East London Advertiser: Tom Gleed in the ransacked community gardenTom Gleed in the ransacked community garden (Image: Archant)

One-time amateur London youth boxing champ Tom Gleed, now 69, who was presented with his green award by explorer Sir Ranulph Fiennes in October, arrived at Poplar’s Brownfields community garden on Monday morning to discover intruders had smashed into a shed and damaged his chicken coop.

“I would like to get my hands on these scumbags,” he told the East London Advertiser. “It was like a bomb has gone off.

“But all they got were a few garden tools, paint brushes—and my pint of milk.”

He couldn’t even make himself a cuppa to get over the shock.

The retired welder is thankful they left his hens unharmed in the chicken coop.

Police have been examining the damage next to Carradale House in Andrew Street, close to the A12 Blackwall Tunnel approach, while Poplar Harca Housing which runs Brownfields Estate and its community garden was also looking into it.

“The wreckers left excrement when they ransacked the shed,” Tom fumed. “It’s disgusting—this is a community garden for young and old to enjoy and grow their own food.

“The elderly are now frightened to come here. The wanton vandalism has shaken me and made me feel sick. It’s all been a shock.”

Thieves targeting the garden last year stole an air-rifle, which he was licensed to use to protect his ex-battery rescue hens from marauding rats.

Tom, who was London Boys’ Club Federation’s middleweight champ when he was 16 and fought bouts at the Royal Albert Hall, was named “greenest tenant” in the Chartered Institute of Housing 2014 awards for helping to transform wasteland into a thriving, sustainable “people’s garden” and looking after it in all weathers, even in winter.

Poplar Harca’s Neighbourhoods director Babu Bhattacherjee said: “We’re saddened by the break-in and the effect it has had on the community that runs the garden. We’re working with the police to find the culprits and would urge anyone with information to contact them.”

The housing organisation promised to look into increase security around the garden.

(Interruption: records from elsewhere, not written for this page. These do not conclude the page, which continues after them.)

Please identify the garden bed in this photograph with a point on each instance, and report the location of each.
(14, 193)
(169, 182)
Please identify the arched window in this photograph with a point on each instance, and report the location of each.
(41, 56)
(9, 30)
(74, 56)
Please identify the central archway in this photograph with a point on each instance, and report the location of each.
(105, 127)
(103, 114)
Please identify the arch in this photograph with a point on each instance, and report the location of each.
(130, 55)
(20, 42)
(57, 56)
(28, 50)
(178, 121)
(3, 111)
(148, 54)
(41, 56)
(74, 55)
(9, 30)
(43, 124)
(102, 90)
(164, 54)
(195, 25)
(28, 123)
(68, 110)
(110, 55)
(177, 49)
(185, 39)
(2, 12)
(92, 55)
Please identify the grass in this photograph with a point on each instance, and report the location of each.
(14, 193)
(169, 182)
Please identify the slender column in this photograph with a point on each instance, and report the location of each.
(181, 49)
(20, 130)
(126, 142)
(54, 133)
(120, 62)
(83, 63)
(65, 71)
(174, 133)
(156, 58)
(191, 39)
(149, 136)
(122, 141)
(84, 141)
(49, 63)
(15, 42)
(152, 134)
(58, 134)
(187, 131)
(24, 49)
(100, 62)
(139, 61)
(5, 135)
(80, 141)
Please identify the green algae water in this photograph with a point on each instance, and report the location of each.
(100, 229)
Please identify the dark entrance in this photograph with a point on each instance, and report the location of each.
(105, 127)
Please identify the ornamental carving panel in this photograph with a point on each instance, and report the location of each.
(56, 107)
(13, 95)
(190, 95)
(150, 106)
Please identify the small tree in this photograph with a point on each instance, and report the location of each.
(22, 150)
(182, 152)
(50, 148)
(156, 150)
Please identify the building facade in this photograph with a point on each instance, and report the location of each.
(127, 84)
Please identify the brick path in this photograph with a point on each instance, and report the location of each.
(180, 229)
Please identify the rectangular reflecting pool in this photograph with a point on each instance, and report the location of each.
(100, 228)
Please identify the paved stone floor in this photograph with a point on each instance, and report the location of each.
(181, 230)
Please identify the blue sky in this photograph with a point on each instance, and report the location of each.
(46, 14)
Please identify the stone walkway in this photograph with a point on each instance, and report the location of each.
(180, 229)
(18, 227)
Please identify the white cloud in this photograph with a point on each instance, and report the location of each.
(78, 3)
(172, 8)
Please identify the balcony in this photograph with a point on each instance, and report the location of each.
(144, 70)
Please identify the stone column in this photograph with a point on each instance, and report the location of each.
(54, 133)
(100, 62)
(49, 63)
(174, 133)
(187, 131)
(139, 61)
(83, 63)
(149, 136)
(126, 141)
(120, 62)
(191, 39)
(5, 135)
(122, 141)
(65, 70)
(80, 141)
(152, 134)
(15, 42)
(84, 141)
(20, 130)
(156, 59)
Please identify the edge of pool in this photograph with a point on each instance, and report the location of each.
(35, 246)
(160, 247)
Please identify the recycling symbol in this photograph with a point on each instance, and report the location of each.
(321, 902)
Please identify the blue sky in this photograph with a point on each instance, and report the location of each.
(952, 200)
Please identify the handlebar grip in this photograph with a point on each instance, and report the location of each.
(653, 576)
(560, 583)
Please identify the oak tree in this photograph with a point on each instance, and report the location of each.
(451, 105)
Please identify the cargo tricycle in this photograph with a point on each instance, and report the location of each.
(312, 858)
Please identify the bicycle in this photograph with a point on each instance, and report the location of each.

Tom was a welder at Millwall’s Graving Dock on the Isle of Dogs before retiring, whose contract work included refitting the Royal Fleet Auxiliary’s original Sir Galahad support ship which later sank in the 1981 Falklands conflict when it was hit by an Argentine Exocet missile.

“I was upset when Sir Galahad went down,” he remembers. “We were months fitting out that ship.”

Now he takes on a different battle—against marauding vandals wrecking his beloved community garden and trying to keep the Brownfields Estate green.